Anansi the Spider, Jack of stories like “Jack the Giant-Killer,” and Coyote are some tricksters your students may already know well. Try adding Xiangmiang for a new look at trickster tales.
Xiangmiang is a trickster in the folktales of Laos. While many tricksters are other kinds of animals, Xiangmiang is human. In this story (click the link for a video), Xiangmiang tricks the king. The king has offered a reward to anyone who can make him get into a pond. Xiangmiang, protesting his humility, says that he would not dare to try to make the king get into the pond, but he is sure he could make the king get out of the pond if he were already in it. The king gets into the pond to test Xiangmiang’s claim — and of course Xiangmiang has then made the king get into the pond.
In another story, Xiangmiang borrowed money from a friend for “two moons” — two months. After two months, his friend went to get his money back. “There’s only one moon,” objected Xiangmiang, pointing to the moon in the sky. Later, his friend tried to play the same trick on Xiangmiang. He borrowed money for “two moons.” After two months, XiangMiang went to get his money back and his friend said, “It’s still only one moon,” and pointed to the sky. But Xiangmiang pointed to the reflection of the moon in the water: two moons.

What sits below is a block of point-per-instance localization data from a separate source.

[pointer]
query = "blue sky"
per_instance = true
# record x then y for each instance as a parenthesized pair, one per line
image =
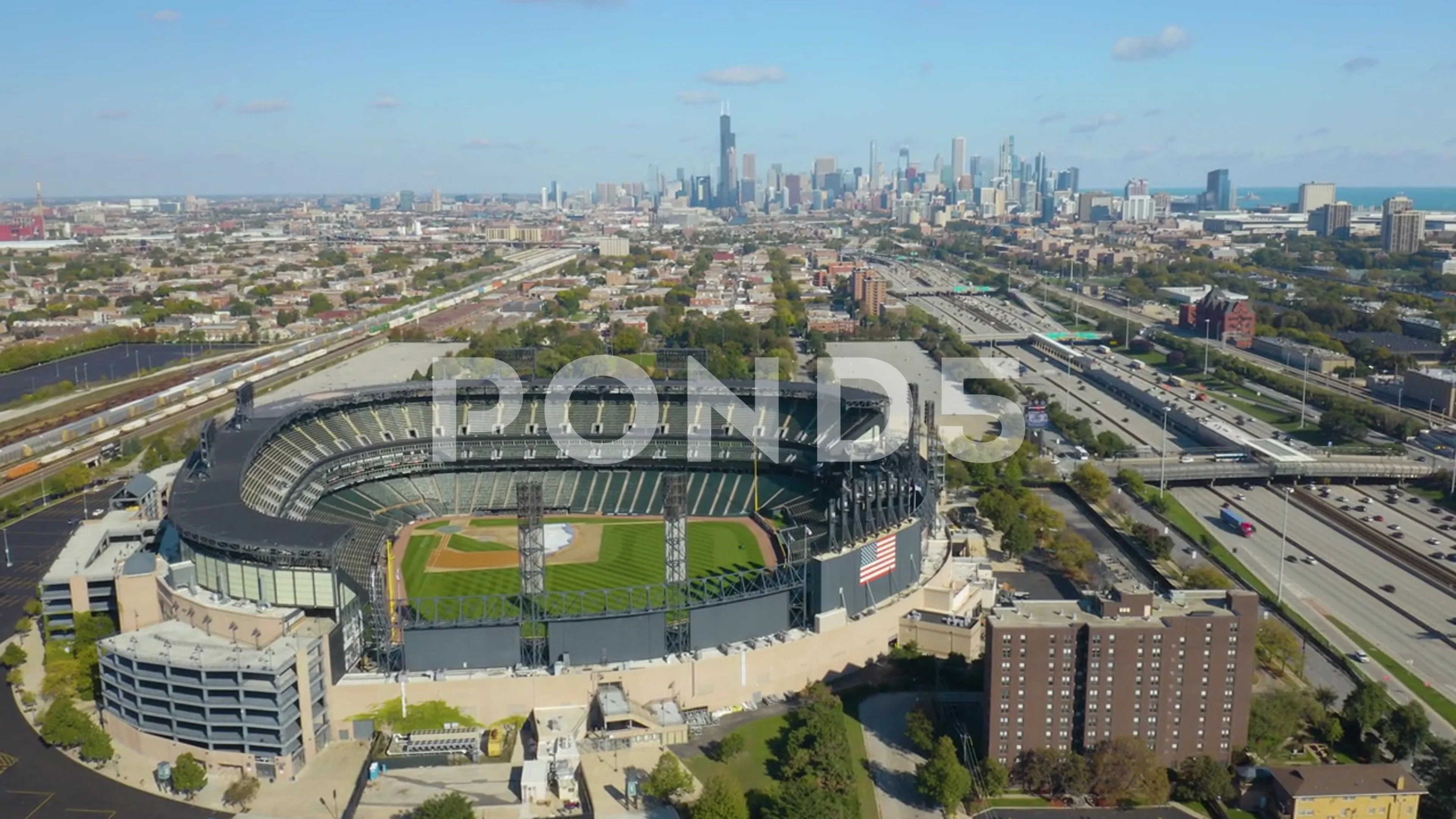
(107, 98)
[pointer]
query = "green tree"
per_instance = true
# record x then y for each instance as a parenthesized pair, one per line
(941, 779)
(97, 745)
(721, 799)
(1366, 706)
(1133, 480)
(1276, 645)
(446, 806)
(1020, 540)
(1206, 576)
(1406, 731)
(12, 656)
(669, 779)
(995, 777)
(1438, 772)
(188, 776)
(63, 725)
(921, 731)
(1091, 483)
(242, 792)
(803, 799)
(1125, 772)
(1202, 779)
(730, 747)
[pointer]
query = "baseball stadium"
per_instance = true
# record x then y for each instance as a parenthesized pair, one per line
(697, 569)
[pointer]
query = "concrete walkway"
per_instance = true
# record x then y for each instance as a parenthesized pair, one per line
(892, 760)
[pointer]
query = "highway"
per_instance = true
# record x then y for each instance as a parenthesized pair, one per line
(1320, 592)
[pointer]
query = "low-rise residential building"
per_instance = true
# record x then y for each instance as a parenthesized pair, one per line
(1345, 792)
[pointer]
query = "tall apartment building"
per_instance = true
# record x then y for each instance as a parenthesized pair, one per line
(1183, 682)
(1314, 196)
(1331, 221)
(1401, 226)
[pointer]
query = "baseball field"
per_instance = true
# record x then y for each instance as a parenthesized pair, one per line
(469, 557)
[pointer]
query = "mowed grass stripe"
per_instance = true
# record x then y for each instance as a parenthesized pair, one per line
(631, 556)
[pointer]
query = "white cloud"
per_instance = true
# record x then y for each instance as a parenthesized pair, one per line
(745, 76)
(1163, 44)
(697, 97)
(1100, 121)
(264, 107)
(481, 143)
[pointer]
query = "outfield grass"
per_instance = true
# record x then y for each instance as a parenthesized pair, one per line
(631, 556)
(462, 544)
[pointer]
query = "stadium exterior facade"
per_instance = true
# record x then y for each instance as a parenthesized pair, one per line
(286, 516)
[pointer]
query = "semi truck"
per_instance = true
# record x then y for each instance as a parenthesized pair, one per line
(1237, 522)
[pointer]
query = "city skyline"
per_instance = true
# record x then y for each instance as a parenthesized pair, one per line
(510, 95)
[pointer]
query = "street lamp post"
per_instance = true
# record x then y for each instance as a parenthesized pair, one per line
(1208, 342)
(1163, 457)
(1304, 390)
(1283, 544)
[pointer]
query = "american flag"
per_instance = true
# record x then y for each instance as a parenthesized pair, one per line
(877, 560)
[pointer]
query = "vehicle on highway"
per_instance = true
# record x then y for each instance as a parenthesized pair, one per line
(1237, 522)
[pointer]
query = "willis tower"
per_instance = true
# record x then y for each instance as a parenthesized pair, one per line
(727, 162)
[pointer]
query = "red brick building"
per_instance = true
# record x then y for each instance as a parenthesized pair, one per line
(1231, 318)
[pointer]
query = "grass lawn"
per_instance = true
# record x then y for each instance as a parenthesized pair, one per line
(750, 769)
(1400, 671)
(631, 556)
(462, 544)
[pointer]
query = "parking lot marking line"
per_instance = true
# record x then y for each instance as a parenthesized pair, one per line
(47, 795)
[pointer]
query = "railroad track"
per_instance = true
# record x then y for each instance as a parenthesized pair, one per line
(1318, 511)
(86, 451)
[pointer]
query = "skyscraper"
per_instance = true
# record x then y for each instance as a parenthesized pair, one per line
(1331, 221)
(749, 184)
(1314, 196)
(727, 171)
(1219, 191)
(1401, 226)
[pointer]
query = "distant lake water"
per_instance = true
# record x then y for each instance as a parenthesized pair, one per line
(1425, 199)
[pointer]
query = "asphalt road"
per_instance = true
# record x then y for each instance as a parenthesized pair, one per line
(37, 781)
(1320, 594)
(892, 760)
(111, 363)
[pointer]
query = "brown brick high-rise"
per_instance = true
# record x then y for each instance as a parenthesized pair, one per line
(1177, 674)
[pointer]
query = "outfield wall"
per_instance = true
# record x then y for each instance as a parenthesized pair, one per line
(835, 579)
(472, 648)
(715, 681)
(619, 639)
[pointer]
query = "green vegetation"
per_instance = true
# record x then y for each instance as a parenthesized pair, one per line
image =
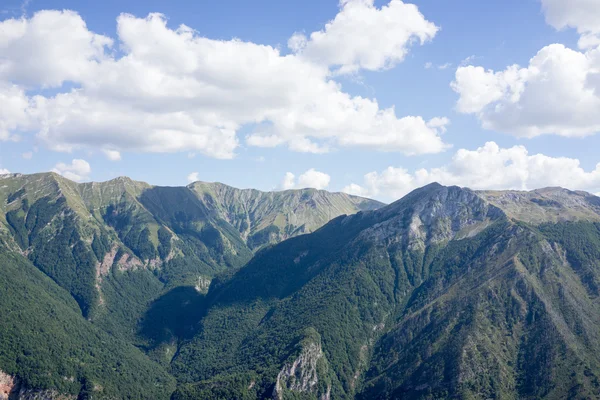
(48, 345)
(447, 293)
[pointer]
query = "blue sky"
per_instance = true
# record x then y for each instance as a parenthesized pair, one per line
(489, 34)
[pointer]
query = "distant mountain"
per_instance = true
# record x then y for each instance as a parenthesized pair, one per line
(447, 293)
(264, 218)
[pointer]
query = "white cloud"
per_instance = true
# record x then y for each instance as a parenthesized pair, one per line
(193, 177)
(583, 15)
(309, 179)
(289, 181)
(173, 90)
(488, 167)
(14, 110)
(50, 48)
(361, 36)
(557, 93)
(78, 170)
(112, 155)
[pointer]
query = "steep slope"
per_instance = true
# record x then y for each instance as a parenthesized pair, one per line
(443, 294)
(269, 217)
(79, 234)
(47, 350)
(131, 255)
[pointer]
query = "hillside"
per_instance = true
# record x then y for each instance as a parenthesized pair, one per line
(117, 250)
(447, 293)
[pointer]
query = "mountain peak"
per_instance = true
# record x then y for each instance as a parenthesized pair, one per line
(552, 204)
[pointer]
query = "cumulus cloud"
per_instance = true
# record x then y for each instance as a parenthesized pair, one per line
(77, 171)
(112, 155)
(193, 177)
(488, 167)
(557, 93)
(309, 179)
(362, 36)
(172, 90)
(289, 181)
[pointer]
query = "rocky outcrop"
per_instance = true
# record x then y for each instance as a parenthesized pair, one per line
(12, 389)
(7, 385)
(202, 284)
(301, 375)
(30, 394)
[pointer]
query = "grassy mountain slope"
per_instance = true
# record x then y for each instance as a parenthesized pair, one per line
(439, 295)
(46, 343)
(129, 254)
(269, 217)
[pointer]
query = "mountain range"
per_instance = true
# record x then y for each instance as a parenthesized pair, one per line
(125, 290)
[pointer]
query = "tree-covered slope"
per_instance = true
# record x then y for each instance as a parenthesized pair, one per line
(126, 252)
(46, 345)
(439, 295)
(269, 217)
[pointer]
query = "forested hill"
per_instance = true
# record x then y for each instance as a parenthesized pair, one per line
(112, 249)
(446, 293)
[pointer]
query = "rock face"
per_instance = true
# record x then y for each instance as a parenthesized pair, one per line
(301, 375)
(28, 394)
(10, 389)
(7, 385)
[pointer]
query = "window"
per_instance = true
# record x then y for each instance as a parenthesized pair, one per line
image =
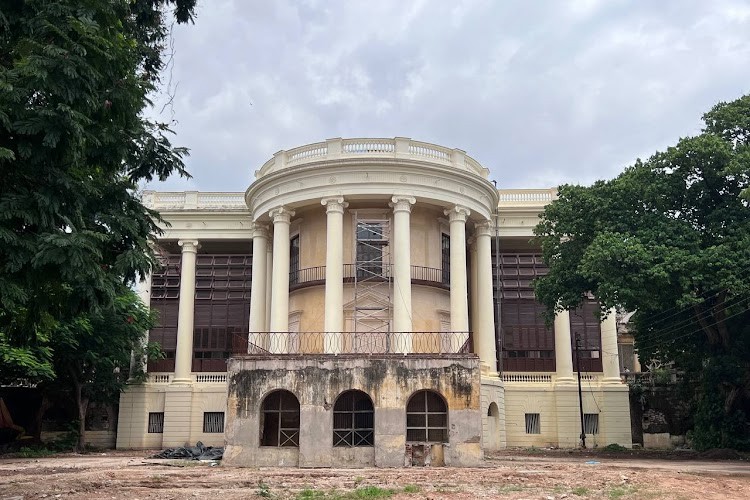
(294, 260)
(591, 423)
(533, 425)
(279, 420)
(426, 418)
(585, 324)
(353, 420)
(446, 258)
(213, 422)
(528, 344)
(156, 422)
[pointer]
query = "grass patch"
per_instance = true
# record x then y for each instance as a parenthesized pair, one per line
(365, 492)
(27, 452)
(622, 491)
(264, 490)
(510, 488)
(614, 447)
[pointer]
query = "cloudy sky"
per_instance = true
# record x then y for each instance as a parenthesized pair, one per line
(539, 92)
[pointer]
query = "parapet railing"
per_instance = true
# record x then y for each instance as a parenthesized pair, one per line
(194, 200)
(300, 343)
(398, 147)
(420, 275)
(526, 196)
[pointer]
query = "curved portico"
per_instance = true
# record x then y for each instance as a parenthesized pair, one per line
(418, 191)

Start by reading one or more stories of this trickster. If you read it aloud, then “see-ung mee-ung” will sound pretty close to the correct pronunciation of “Xiangmiang.” You can find the books Lao Folktales by Steven Jay Epstein or Lao Folktales by Wajuppa Tossa. You can also find a few of the stories online:
- Vimeo Lao has the story of Xiangmiang’s birth being told in the traditional fashion, in Lao, with English subtitles.
- NIU has a site with a collection of Lao folktales, including “Xiangming Outwits the King” and “Xiangmiang and the Snail.” There are also bilingual audio files.
- MIT has an essay in a PDF file that discusses this story, and other Xiangmiang stories, in the context of Lao culture, and then in the context of cultural identity overall. This would be a good reading and discussion piece for older students.
Once you’ve heard, read, and understood the stories, have students reenact one or more.
- The stories of Xiangmiang, like those of most human and many animal tricksters, show someone in humble circumstances tricking those who think themselves better than the trickster. Challenge students to write a trickster tale of their own showing this dynamic in their own community or school.
- Study about Laos, the homeland of Xiangmiang. Lonely Planet has a nice gallery of photos and some basic information, and NIU has a wealth of resources.
- Check out photos of Lao wildlife.
- There are more than 400,000 Americans of Lao descent. If there are Laotian Americans in your community, try to collect more Xiangmiang stories as an oral history project.